In February 2017, Baker said that the restaurants and other businesses closed for the Day Without Immigrants protest were making a "big statement" with their strike. That same month, Baker voiced opposition to a Trump administration proposal to deploy 100,000 U.S. National Guard soldiers to increase enforcement of the administration's immigration policies.
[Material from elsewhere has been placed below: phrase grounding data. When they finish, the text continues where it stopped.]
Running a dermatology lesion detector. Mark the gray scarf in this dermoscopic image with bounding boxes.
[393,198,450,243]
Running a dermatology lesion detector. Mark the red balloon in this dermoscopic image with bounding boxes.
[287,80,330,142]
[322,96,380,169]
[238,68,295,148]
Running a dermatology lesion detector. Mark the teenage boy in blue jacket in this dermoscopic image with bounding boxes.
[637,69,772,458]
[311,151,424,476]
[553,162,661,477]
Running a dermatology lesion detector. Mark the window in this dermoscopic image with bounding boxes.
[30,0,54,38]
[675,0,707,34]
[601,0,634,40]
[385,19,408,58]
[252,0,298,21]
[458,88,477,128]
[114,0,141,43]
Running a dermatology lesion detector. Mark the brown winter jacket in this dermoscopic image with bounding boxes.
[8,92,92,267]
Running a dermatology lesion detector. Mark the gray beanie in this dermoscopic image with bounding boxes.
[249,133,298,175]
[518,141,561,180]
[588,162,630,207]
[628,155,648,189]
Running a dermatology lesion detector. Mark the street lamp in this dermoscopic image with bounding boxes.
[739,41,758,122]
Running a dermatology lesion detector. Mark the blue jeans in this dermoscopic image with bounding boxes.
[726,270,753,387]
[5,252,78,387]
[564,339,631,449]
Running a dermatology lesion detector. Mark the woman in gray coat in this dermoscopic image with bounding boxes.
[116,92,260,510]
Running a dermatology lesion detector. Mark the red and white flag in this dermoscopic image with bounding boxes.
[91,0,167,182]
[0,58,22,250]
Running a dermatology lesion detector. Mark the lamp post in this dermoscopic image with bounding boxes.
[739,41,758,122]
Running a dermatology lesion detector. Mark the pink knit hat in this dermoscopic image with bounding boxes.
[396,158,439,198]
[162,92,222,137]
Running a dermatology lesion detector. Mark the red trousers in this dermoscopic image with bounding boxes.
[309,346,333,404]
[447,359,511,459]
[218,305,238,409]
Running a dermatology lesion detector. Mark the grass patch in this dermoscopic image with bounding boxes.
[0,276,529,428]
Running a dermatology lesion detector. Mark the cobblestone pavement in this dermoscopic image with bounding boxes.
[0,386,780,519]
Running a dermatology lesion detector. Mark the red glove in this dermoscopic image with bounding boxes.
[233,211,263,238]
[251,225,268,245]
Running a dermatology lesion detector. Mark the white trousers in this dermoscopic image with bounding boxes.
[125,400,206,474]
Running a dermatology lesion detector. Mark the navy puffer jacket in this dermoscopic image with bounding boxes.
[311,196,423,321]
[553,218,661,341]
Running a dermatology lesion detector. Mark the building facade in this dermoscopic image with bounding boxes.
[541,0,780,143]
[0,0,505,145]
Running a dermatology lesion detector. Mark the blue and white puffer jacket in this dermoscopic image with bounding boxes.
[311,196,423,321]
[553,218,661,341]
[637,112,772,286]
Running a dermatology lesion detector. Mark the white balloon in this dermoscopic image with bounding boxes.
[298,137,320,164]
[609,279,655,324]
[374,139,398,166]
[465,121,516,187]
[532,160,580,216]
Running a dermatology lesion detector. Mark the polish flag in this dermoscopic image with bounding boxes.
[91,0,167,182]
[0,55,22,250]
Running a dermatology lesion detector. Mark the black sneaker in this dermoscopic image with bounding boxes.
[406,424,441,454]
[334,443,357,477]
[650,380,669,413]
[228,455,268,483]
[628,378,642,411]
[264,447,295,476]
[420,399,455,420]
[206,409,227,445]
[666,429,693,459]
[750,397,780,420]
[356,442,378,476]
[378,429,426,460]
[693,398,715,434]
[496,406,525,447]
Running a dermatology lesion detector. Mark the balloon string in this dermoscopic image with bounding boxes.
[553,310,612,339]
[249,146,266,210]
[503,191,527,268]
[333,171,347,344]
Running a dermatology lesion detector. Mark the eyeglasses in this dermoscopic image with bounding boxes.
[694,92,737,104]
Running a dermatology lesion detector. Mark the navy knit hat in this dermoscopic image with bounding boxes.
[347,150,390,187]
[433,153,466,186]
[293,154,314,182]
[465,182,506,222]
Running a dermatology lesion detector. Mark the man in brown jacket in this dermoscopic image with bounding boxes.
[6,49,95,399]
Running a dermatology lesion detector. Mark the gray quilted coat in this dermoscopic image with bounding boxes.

The next month, he said his administration was cooperating with an FBI investigation of bomb threats made against Jewish Community Centers in the state, calling the threats "horribly destructive and disturbing." In May 2017, Baker said he opposed legislation proposed in the state legislature that would make Massachusetts a sanctuary state because he believes sanctuary status decisions are "best made at a local level," but in July he said he was "open-minded" about statewide sanctuary status.

In August 2017, after the Massachusetts Supreme Judicial Court ruled that local police departments cannot detain any person solely based on requests from federal immigration authorities the previous month, Baker's administration filed legislation that would allow the Massachusetts State Police and local departments to detain individuals previously convicted of a felony or "aliens [illegal immigrants] who pose a threat to public safety," but not to authorize local police to "enforce federal immigration law."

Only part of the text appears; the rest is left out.